A Yaoundé, dove l’arcivescovo metropolita ha appena promosso il primo sinodo del suo episcopato, le attese legittime di una pastorale sociale a favore degli emarginati sociali sono tanto più forti in quanto è stata vista e apprezzata l’azione di solidarietà che egli ha saputo istituire da Yaoundé a favore delle vittime di BokoHaram nell’estremo Nord e dei rifugiati centrafricani nell’Est del Camerun. Attraverso l’assistenza a queste categorie sociali con doni e derrate non deperibili, è stata data agli osservatori la possibilità di scoprire e apprezzare il ruolo di un arcivescovo metropolita. Bisogna riorganizzare questa diaconia e ridarle dinamismo nella città di Yaoundé in cui il numero dei bisognosi sociali è in continuo aumento.
Parlando di poveri, bisogna sapere oggi che questi appartengono a tutte le religioni praticate in Camerun. Vogliamo mettere particolarmente in evidenza i cristiani di diverse confessioni e i musulmani. Il cosmopolitismo demografico a Yaoundé si accompagna al cosmopolitismo religioso, purtroppo con accenti di integralismo tra alcuni.
Questa situazione suscita allora l’esigenza del dialogo interreligioso. Se questo dialogo è antico, oggi diventa urgente e più che mai necessario a causa del fenomeno BokoHaram. L’Associazione Camerunese per il Dialogo interreligioso, ACADIR, fondata nel 2004 dai musulmani e dai cristiani anima questo dialogo su tutto il territorio camerunese. La Comunità locale (camerunese) di Sant’Egidio fa parte dell’ACADIR. Gli assi d’azione di questo dialogo sono:
-  i culti interreligiosi
-  la formazione degli animatori religiosi di base
-  il versante educativo e i forum interreligiosi.
Nel quadro del versante educativo, si realizza oggi sotto la responsabilità dell’autore di queste righe un grande progetto sulla conoscenza delle religioni in Camerun. Questo progetto mira a integrare gradualmente l’insegnamento delle religioni in tutte le scuole del Camerun: laiche, confessionali e pubbliche. La posta in gioco è la lotta contro gli integralismi e gli estremismi attraverso una buona conoscenza delle religioni. Sappiamo che BokoHaram sarà vinto, ma per questo gli integralismi scompariranno? Non è scontato. Ecco perché ci sembra utile e opportuno agire sulla coscienza dei giovani, base del reclutamento e vittime dei movimenti integralisti, attraverso un’educazione religiosa adatta e specifica.

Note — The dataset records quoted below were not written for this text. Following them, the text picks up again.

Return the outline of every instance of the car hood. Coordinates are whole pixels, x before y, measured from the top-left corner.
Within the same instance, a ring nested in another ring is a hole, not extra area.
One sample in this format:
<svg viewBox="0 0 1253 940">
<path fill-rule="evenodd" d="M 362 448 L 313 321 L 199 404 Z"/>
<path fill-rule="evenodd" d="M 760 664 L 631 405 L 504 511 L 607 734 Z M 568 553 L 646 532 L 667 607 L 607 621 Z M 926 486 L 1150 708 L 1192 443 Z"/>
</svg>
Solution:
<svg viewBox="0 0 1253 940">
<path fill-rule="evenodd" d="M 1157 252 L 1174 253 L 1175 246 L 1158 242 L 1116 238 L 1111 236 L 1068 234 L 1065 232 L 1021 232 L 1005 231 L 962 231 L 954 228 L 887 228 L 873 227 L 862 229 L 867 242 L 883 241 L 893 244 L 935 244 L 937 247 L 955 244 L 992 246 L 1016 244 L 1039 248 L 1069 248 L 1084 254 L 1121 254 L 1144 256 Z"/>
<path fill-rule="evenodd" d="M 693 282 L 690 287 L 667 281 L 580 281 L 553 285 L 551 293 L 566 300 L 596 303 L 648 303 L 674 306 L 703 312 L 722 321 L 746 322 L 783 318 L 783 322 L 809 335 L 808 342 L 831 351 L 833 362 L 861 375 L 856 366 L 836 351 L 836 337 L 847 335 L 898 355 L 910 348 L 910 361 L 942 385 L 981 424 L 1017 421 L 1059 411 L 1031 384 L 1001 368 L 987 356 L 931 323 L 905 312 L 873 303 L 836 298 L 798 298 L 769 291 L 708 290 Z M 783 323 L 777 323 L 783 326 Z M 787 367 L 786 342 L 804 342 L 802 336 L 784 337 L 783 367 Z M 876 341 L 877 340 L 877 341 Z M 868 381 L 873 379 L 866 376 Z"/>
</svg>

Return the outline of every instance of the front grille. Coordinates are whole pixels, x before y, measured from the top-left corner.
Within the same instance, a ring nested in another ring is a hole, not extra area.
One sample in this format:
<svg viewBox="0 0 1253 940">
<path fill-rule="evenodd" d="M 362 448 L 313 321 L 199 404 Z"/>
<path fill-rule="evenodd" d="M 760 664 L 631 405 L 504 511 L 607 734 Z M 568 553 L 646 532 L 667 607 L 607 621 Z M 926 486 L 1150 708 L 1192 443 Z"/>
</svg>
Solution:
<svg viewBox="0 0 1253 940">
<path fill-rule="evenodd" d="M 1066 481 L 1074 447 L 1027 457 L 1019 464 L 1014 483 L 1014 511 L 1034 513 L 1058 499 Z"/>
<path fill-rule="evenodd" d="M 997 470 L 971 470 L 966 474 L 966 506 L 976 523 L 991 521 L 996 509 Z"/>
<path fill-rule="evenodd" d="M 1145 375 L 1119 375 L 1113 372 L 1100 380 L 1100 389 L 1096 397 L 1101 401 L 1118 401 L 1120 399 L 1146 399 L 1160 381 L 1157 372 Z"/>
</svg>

In definitiva, la pace non è un’utopia nel senso filosofico del termine. Resta possibile se una mobilitazione locale ed internazionale è reale, se le grandi religioni manifestano la buona volontà di riconquistarla attraverso il dialogo e le azioni comuni contro le ingiustizie sociali, se nel nome della nostra fede comune nell’unico Dio, ci impegniamo a sopprimere le periferie umane intorno a noi.